Autism-Associated Gene Engrailed-2 Plays a Cell Autonomous Role in Regulating Proliferation and Cell Death in Hippocampal Neural Stem Cells in Vitro

Background: Engrailed-2 (En2) is a homeodomain transcription factor important in the proper development of the cerebellum and midbrain. Two intronic single nucleotide polymorphisms were shown to be over-transmitted to individuals with autism spectrum disorder (ASD) compared to unaffected siblings. Similar neuropathology is observed in the cerebellum of En2 knockout (En2-KO) animals and some ASD patients, including reduced cerebellar vermis size, decreased Purkinje neuron numbers, and defects in foliation. More recently, there is increased attention to changes in the forebrain, in part because ASD-related behavioral phenotypes in the En2-KO, such as deficits in social interactions, fear conditioning and learning, depend on forebrain circuits. These behaviors are accompanied by structural changes, including reduced weight, size and cell number in several areas including hippocampus, likely reflecting abnormalities in neurogenesis. Indeed, En2-KO exhibits ~2-fold increases in stem cell proliferation and immature neuron apoptosis in the dentate gyrus, which implies that En2 activity in the brain can regulate proliferation and cell survival in the hippocampus. While these differences have been attributed to reductions in norepinephrine innervation, very low levels of En2are detected in the hippocampus, raising the possibility of cell autonomous functions.

Objectives: This study seeks to examine cell autonomous roles for En2 in regulating hippocampal neurogenesis by showing that (1) stem cells cultured in vitro as neurospheres express En2, and (2) the absence of En2in cultured cells leads to increased proliferation and apoptosis.  

Methods: Hippocampi from P7 En2-KO and WT mice were dissociated and cells were plated in defined media containing 2% B27 supplement, 20 ng/ml EGF and 10 ng/ml FGF. En2 mRNA expression was assessed using quantitative PCR. Primary neurospheres were assayed for neurosphere numbers and size after 7 days in culture. Immunofluorescent labeling of whole neurospheres was performed to determine rates of proliferation (BrdU incorporation) and apoptosis (cleaved caspase-3, pyknosis). Experiments were performed at least 3 times, with each experiment consisting of at least one WT and En2-KO culture.
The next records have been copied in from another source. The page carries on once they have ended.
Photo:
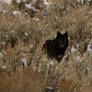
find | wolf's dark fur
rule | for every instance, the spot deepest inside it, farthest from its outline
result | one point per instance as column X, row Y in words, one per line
column 56, row 48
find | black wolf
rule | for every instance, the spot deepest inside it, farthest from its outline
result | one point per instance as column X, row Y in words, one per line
column 56, row 48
Results: Expression of En2 mRNA as well as its homolog Engrailed-1 was detected in WT neurospheres. While primary neurosphere assays revealed no change in numbers of primary spheres, measurement of sphere diameter showed increased frequency of larger spheres in En2-KO, suggesting potential effects on proliferation and/or survival. Compared to WT neurospheres, the En2-KO exhibited a 2-fold increase in BrdU labeling (p<0.005) as well as apoptosis (p<0.05).
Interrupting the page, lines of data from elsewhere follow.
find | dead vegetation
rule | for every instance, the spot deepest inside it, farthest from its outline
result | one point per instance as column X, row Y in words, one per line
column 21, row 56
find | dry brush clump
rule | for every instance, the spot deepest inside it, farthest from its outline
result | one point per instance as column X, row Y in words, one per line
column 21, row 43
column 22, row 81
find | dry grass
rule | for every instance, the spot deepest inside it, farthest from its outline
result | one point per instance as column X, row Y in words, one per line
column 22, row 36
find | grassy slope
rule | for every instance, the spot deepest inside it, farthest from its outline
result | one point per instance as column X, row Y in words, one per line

Conclusions: This study suggests that En2 plays a role in regulating proliferation and apoptosis in hippocampal neural stem cells. While evidence of En2 expression in hippocampal dentate gyrus cells in vivo remains uncertain, we were able to show expression of En2 in neural precursor cultures. Furthermore, increased proliferation and cell death observed in En2-KO neurosphere cultures recapitulates what is observed in vivo, suggesting that En2 may inhibit proliferation and promote survival in a cell autonomous manner. More broadly, these studies indicate how the activities of developmental regulatory genes in diverse brain regions impact brain structure and function, and may contribute to our understanding of how ASD-related behaviors occur in the En2-KO mouse.